Beyond that, it depends on the starting point. Is the school at the bottom of the barrel and trying to move from 20 percent of their kids being proficient to 30, or are they seeking to move from 60 percent to 70 percent of their students demonstrating proficiency?
Like Maslow's Hierarchy of Needs, leaders need to focus differently, depending on the gap between where they are and where they need to be. First is coherence. Is instruction aligned with what is being assessed? Do you have a coherent program that is increasingly challenging across your grades? Do you have coherence across the subjects you are teaching such that they are reinforcing and providing students with new links and anchors for what they're learning?
Second, a school must have a professional culture.
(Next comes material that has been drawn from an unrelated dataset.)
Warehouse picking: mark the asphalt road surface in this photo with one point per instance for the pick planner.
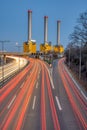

By that, first and foremost, I mean that children's needs come first. Often, troubled schools have allowed adult interests to override those of the children. Sometimes, educators spend most of their time trying to position themselves for the future, rather than worrying about what students need.
Professional cultures are about putting student learning first, relying on evidence to make decisions, seeking out help to improve, and collaborating and learning from each other. Professional cultures require that one be open and honest about what's working and what isn't.
The third issue: trust. As I mentioned earlier, trust is a real barrier to creating a professional culture. If you haven't built trust across teachers, if you are unable to mobilize parents who support what you are doing at home, then a professional culture may not materialize.
Finally, teachers need a very large tool box. Inside should be a number of different strategies to support student learning. Just as it makes sense that one needs a variety of screwdrivers to solve household problems, so, too, with teaching and learning. Just addressing the misconceptions children have requires numerous questioning strategies and activities. Tools that help nurture excellence among children are essential. Children have to be self-reflective and achieve excellence in their work.
Q. What's the most enjoyable part of your job, running MRSH?
The most enjoyable part, I think, for anybody who works with Modern Red and not just me, is the opportunity to be paid to make a difference in the lives of children. That's special.
The second thing would be the people in the schools with whom we've had the opportunity to work. We are extremely fortunate to have a variety of very talented people and continue to have new ones brought into the MRSH community. On the whole, teachers want their children to be more successful. What greater pleasure than to be surrounded by people who have a commitment to making things better for children that is quite real and palpable. Those things mean a lot to me and make it enjoyable.